Basic Competitive Strategies
Basic competitive positioning winning strategies include (as recommend by Michael Porter) following:
A. Total cost-leadership - cost-leadership is acquired by being the lowest-cost process in the industry. It affords the company flexibility in responding to competitive moves by being always able to offer the lowest price to the consumer. Usually this strategy wins the company a high market share.
B. Differentiation - this strategy builds up competitive advantage by offering manufacture with exclusive customer or features or benefits not available from competitive offerings. Here the company concentrates on building a highly differentiated manufacture line and marketing program so that it comes across like the leader in the industry. These images help out it to compete against lower price rivals.
C. Focus-this narrow - focus strategy gain competitive advantage by concentrating on narrow segments of a big market. Emphasis is frequently on quality or benefits in strongly defined market sub segments.

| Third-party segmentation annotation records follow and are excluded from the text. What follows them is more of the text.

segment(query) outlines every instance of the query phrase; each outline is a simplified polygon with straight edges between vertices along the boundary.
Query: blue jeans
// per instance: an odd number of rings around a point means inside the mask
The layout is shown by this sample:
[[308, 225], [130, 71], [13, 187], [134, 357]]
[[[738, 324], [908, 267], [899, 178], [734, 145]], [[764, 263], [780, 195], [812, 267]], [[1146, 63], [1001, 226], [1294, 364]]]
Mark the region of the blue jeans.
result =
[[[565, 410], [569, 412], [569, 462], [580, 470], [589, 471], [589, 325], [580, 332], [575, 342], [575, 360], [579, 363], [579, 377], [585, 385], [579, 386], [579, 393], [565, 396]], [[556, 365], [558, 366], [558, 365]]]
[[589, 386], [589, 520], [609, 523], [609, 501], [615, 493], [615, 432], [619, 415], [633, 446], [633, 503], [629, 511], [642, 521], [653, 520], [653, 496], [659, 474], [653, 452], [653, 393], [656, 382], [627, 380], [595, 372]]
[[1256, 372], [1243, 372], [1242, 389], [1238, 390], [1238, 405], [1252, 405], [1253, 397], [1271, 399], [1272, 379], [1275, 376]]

Firms that do not pursue a visible strategy (a losing strategy) are known as middle-of-the-readers. In Porter view, these firms do the baldest in competitive struggles. Another set of schema based on what they call value disciplines are following:
- Operational excellence-the company gives superior value by leading its industry in convenience and price.
- Customer intimacy-the company gives superior value by exactly Segmenting its markets and tailoring its manufacture and services to match exactly the requirement of targeted customers.
- Product leadership-the company provides higher value by offering a
Continuous stream of leading-edge manufacture or services that make their own and competing manufacture obsolete.